IRE1 drives a homeostatic response to reduced protein influx into the endoplasmic reticulum

This study identifies a novel mechanism called TRES (TRanslocon Engagement Surveillance) by which IRE1 senses reduced protein influx into the endoplasmic reticulum via release from unoccupied translocons, triggering a distinct homeostatic response that upregulates the translocation machinery to rebalance ER protein load without activating other UPR branches.

The Gist

The Big Picture: The Cell's "Quality Control" Manager

Imagine your cell is a massive, high-tech factory. Inside this factory, there is a specialized department called the Endoplasmic Reticulum (ER). Think of the ER as the assembly line where proteins (the factory's products) are built and folded into their correct shapes before being shipped out.

To keep this factory running smoothly, the cell has a "Quality Control Manager" named IRE1. For a long time, scientists thought IRE1 only had two jobs:

1. The "Overcrowding" Alarm: If too many products pile up and get crumpled (unfolded proteins), IRE1 sounds the alarm to slow down production and hire more workers.
2. The "Leaky Roof" Alarm: If the factory walls (the membrane) get damaged or the wrong materials are used, IRE1 sounds the alarm to fix the structure.

The New Discovery:
This paper reveals that IRE1 actually has a third job that no one knew about. It acts as a "Silence Detector."

The New Mechanism: TRES (Translocon Engagement Surveillance)

Let's break down the new discovery, which the authors call TRES.

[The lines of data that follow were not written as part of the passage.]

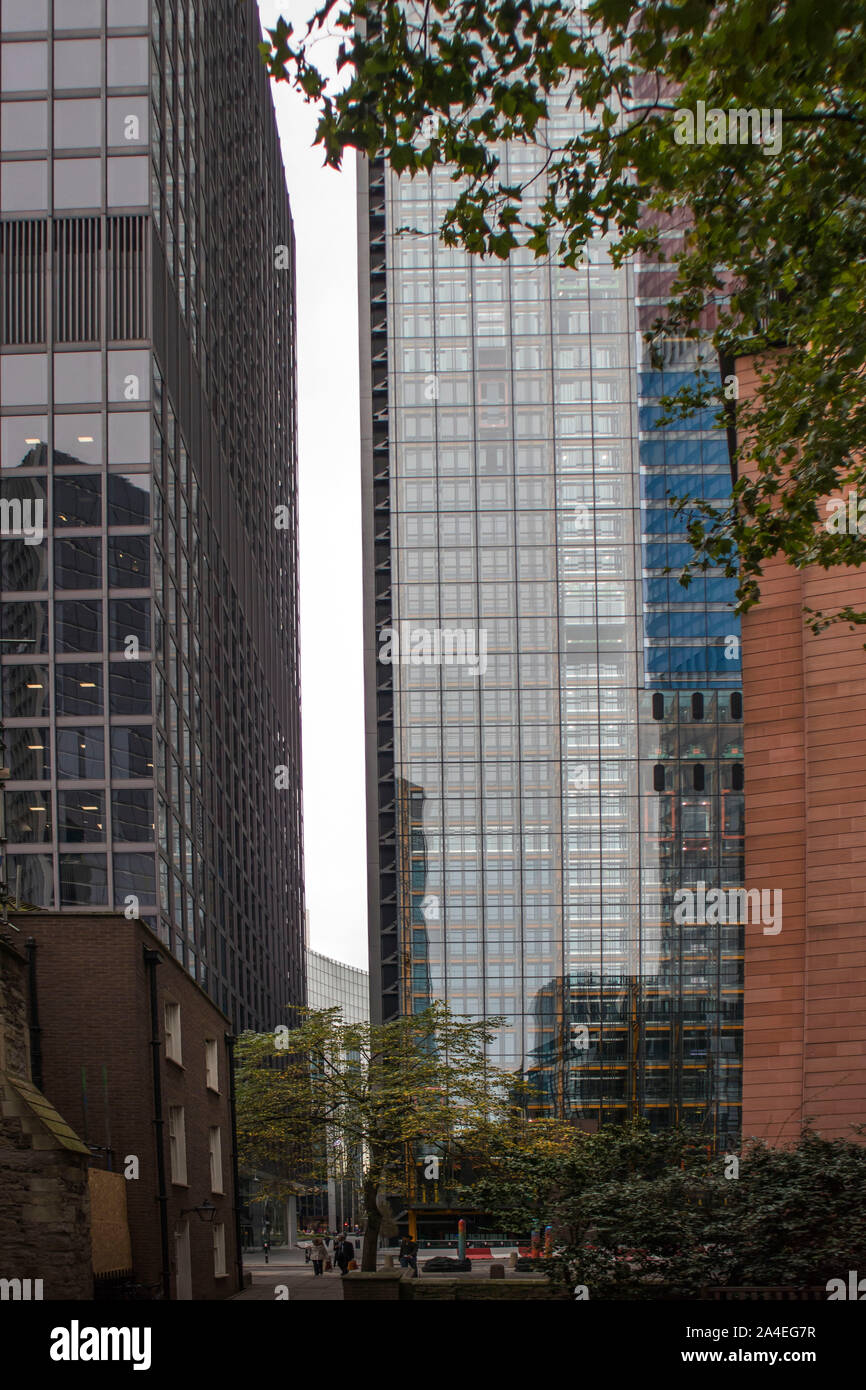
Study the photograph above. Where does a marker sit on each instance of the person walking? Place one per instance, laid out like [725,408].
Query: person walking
[409,1254]
[319,1255]
[344,1253]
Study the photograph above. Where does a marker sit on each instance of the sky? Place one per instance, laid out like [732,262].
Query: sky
[331,651]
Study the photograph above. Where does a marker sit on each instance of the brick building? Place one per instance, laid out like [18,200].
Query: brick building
[45,1208]
[102,986]
[805,756]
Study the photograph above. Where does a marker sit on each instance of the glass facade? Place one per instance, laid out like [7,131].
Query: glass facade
[535,808]
[334,984]
[150,683]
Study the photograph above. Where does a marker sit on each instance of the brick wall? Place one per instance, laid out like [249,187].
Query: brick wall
[805,759]
[45,1211]
[95,1012]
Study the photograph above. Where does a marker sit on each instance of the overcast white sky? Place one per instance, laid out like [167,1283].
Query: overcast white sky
[323,207]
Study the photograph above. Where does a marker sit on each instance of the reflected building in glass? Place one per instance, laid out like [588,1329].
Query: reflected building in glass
[533,813]
[150,684]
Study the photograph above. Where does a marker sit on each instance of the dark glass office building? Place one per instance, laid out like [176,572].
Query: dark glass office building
[149,587]
[553,738]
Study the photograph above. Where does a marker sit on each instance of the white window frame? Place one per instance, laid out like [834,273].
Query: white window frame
[211,1065]
[214,1147]
[171,1020]
[177,1146]
[220,1266]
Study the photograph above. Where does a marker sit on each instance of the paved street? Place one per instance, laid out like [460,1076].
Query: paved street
[287,1268]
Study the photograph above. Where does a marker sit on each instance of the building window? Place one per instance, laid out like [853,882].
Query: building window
[177,1141]
[220,1271]
[173,1030]
[211,1065]
[216,1159]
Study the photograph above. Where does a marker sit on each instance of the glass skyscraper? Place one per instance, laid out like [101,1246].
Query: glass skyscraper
[149,623]
[553,737]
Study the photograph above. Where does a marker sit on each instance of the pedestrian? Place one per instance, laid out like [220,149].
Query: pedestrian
[409,1254]
[344,1253]
[319,1255]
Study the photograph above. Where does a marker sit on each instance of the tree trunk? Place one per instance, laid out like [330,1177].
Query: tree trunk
[371,1229]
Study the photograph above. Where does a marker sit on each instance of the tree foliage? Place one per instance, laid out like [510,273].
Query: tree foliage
[644,1215]
[309,1097]
[769,262]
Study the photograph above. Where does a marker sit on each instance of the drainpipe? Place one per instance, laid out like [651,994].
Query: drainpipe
[152,959]
[34,1019]
[230,1048]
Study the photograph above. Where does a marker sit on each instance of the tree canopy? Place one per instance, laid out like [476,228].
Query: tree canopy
[314,1094]
[754,202]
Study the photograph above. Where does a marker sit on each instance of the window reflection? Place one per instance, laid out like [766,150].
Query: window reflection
[131,752]
[29,754]
[78,626]
[31,879]
[78,439]
[84,880]
[77,499]
[25,691]
[81,754]
[24,567]
[81,816]
[79,688]
[22,441]
[78,562]
[24,628]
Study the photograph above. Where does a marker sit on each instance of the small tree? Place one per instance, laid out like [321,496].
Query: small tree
[307,1096]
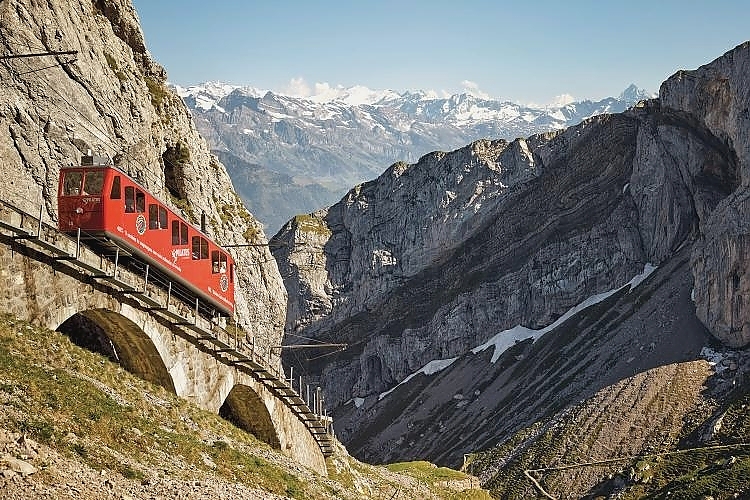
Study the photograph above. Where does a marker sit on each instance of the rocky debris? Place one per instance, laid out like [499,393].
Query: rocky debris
[432,259]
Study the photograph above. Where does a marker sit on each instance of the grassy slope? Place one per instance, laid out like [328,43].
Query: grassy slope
[91,412]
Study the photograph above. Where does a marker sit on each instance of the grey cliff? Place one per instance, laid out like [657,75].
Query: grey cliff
[110,98]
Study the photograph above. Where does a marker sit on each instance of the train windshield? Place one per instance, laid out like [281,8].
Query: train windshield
[72,183]
[94,181]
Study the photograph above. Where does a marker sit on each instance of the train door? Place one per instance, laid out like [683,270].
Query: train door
[80,199]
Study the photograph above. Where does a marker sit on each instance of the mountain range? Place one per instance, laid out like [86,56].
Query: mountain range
[292,155]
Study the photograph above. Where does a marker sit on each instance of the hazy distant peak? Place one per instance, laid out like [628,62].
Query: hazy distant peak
[634,93]
[561,100]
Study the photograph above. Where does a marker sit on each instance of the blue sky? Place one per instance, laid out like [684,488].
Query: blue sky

The Analogy: The Empty Train Station

Imagine the ER assembly line is a busy train station.

• The Trains: Ribosomes (machines that build proteins).
• The Tracks: The Translocon (the doorway proteins use to enter the ER).
• The Station Master: IRE1.

Normally, the Station Master (IRE1) stands next to the tracks, holding hands with the trains as they arrive. As long as the trains are constantly arriving and docking, the Station Master is busy and calm. He knows everything is running smoothly.

What happens when production stops?
Imagine a sudden strike or a power outage. The trains stop coming. The tracks become empty.

• Because no trains are docking, the Station Master (IRE1) is suddenly let go. He is no longer holding hands with the tracks.
• The Twist: Instead of relaxing, the Station Master gets panicked. He thinks, "Why are the tracks empty? Something is wrong!"
• He immediately starts shouting orders (activating a gene program) to fix the problem.

The Paper's Finding:
The researchers found that when the flow of new proteins into the ER slows down (due to reduced translation or blocked tracks), IRE1 gets "unplugged" from the tracks. This unplugging triggers IRE1 to activate, even though there are no crumpled proteins and no damaged walls.

Why is this important?

1. It's a "Goldilocks" Sensor:
   The cell doesn't just want to avoid too much stress (overloading); it also needs to avoid too little activity (underloading).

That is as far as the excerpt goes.